Chegamos ao Coque, área central da cidade, às 10h30. Desci do carro primeiro do que Rodrigo e me deparei com a indiferença coletiva. Voltei para avisá-lo e ele já estava fotografando.

Sentadas na quadra de futebol da Rua João Paulo II, três meninas (12, 11 e 10 anos) conversavam alegremente. Ao lado, o cadáver de Edvan Clemente Barreto da Silva, 18 anos. Edvan nasceu no Coque e cresceu assistindo às mesmas cenas. Ontem, levou um tiro na cabeça e interrompeu por algumas horas a partida de futebol. No local, contei 27 crianças. Acho que havia bem mais. Algumas brincavam, outras olhavam atentamente para o corpo. Mas não havia espanto. Nenhuma gota de importância no olhar.

Depois de observar por uns 20 minutos a conversa das garotas, resolvi me aproximar. Perguntei sobre o que elas conversavam. Ficaram envergonhadas e não responderam. Perguntei porque elas estavam lá. "A gente gosta de ficar aqui na quadra."

E cadê a mãe de vocês? "Tá lá na frente. " As crianças só prestaram mais atenção quando os peritos do IML retiraram o lençol que cobria o cadáver.
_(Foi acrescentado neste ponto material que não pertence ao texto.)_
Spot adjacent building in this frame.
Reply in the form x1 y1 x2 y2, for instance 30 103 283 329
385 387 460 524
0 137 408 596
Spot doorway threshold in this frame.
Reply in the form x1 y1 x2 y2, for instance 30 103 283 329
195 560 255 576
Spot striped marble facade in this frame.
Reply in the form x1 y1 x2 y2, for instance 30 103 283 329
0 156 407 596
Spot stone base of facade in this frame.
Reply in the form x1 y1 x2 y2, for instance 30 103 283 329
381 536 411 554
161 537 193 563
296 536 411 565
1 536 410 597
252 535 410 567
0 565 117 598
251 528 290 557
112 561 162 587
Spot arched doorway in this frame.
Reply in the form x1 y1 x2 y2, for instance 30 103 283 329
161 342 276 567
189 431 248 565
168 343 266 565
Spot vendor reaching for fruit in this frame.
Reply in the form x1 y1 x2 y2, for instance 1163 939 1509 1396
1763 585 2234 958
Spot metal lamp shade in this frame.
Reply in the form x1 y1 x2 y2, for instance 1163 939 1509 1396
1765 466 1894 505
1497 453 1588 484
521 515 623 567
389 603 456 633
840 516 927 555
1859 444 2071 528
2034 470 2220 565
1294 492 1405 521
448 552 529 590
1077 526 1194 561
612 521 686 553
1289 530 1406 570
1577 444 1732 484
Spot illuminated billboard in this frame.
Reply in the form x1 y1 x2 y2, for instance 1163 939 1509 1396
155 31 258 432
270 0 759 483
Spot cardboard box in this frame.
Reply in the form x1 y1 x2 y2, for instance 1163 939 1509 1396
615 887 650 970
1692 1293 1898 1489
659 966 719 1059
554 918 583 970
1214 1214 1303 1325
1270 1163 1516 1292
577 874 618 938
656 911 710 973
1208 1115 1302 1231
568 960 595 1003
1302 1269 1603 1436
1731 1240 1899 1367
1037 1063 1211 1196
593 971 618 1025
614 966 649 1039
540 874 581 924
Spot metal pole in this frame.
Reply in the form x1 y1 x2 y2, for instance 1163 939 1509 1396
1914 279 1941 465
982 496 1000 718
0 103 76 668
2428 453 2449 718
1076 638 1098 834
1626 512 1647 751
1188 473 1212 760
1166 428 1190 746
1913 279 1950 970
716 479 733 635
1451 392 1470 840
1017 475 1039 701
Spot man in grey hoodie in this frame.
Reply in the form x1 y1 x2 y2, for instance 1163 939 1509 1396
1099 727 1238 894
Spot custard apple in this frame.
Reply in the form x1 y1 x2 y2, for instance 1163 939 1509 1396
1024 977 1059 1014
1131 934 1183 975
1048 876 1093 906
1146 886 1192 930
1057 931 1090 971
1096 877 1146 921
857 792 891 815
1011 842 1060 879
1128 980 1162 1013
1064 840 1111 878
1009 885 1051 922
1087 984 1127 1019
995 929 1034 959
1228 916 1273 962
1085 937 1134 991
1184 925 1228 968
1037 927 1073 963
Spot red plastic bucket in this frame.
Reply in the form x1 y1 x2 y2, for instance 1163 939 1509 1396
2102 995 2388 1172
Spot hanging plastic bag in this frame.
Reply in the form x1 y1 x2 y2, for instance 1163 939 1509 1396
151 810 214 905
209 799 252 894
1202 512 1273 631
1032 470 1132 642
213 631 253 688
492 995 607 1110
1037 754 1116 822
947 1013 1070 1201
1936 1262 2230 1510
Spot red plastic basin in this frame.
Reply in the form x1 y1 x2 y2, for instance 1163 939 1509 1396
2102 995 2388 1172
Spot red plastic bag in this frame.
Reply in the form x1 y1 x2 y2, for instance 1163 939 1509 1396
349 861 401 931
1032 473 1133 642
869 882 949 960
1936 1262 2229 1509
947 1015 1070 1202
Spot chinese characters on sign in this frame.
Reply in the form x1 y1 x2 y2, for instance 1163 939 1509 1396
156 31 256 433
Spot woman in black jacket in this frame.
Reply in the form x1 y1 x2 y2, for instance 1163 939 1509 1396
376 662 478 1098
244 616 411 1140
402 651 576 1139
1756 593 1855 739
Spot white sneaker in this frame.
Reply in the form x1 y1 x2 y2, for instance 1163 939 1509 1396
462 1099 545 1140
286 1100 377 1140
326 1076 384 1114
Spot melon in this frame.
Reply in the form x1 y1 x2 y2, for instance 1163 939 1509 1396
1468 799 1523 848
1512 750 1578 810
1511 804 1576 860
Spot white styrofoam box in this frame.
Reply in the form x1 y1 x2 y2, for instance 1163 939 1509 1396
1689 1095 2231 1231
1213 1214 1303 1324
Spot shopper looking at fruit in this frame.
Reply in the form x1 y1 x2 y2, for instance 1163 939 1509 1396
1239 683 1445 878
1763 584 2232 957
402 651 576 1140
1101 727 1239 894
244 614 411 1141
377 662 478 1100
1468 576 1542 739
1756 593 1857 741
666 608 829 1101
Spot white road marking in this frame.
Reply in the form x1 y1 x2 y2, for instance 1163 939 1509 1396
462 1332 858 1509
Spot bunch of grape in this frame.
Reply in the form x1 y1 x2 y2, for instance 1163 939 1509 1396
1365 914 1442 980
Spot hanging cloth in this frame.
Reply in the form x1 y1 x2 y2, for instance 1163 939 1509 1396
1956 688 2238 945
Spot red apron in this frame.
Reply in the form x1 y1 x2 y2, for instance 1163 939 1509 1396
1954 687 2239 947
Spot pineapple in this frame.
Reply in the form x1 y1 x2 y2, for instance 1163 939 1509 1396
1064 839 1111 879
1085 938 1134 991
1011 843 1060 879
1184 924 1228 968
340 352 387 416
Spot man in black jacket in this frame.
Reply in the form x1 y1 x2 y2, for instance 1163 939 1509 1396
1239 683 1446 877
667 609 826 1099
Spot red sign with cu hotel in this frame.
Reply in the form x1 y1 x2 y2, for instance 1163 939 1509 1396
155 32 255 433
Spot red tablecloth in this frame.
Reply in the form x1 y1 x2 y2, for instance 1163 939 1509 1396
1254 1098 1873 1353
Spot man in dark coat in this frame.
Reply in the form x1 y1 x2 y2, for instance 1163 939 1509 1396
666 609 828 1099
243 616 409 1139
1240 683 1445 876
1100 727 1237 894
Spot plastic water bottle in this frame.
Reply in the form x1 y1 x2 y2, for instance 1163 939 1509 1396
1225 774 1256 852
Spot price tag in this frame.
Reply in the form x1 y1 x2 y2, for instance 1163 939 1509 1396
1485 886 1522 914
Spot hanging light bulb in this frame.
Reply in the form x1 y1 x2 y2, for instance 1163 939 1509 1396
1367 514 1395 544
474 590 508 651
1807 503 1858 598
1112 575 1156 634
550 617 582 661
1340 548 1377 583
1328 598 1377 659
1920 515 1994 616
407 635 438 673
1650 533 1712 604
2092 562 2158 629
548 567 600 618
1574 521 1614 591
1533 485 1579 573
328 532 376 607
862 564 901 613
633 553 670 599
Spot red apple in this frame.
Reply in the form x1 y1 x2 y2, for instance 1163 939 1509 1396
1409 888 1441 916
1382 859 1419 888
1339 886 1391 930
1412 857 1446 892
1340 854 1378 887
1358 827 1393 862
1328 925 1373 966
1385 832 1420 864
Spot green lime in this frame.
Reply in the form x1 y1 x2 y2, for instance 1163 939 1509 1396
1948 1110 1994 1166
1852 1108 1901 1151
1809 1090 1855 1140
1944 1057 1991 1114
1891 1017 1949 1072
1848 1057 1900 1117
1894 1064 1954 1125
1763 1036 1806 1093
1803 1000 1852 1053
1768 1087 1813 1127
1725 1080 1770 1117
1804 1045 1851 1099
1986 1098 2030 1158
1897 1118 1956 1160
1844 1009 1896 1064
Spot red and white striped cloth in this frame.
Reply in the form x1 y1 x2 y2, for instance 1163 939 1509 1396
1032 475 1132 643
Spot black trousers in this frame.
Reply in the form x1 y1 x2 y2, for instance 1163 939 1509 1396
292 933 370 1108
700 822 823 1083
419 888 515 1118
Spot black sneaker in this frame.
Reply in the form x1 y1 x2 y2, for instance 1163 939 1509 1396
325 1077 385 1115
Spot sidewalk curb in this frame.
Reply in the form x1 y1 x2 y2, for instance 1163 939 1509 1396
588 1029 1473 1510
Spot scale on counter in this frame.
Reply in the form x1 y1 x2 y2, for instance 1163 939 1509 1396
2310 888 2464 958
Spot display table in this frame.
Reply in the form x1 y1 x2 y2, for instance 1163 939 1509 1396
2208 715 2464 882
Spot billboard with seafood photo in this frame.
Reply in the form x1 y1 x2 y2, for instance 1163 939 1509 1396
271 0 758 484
Muitas se aproximaram para observar os detalhes. Um menino de uns 10 anos fez o sinal da cruz quando percebeu o buraco na cabeça de Edvan. Duas mães com bebês nos braços chegaram mais perto também. Mesmo com o corpo descoberto, vários meninos continuaram o que estavam fazendo.

É isso. As nossas crianças estão acostumadas. São as melhores amigas do absurdo.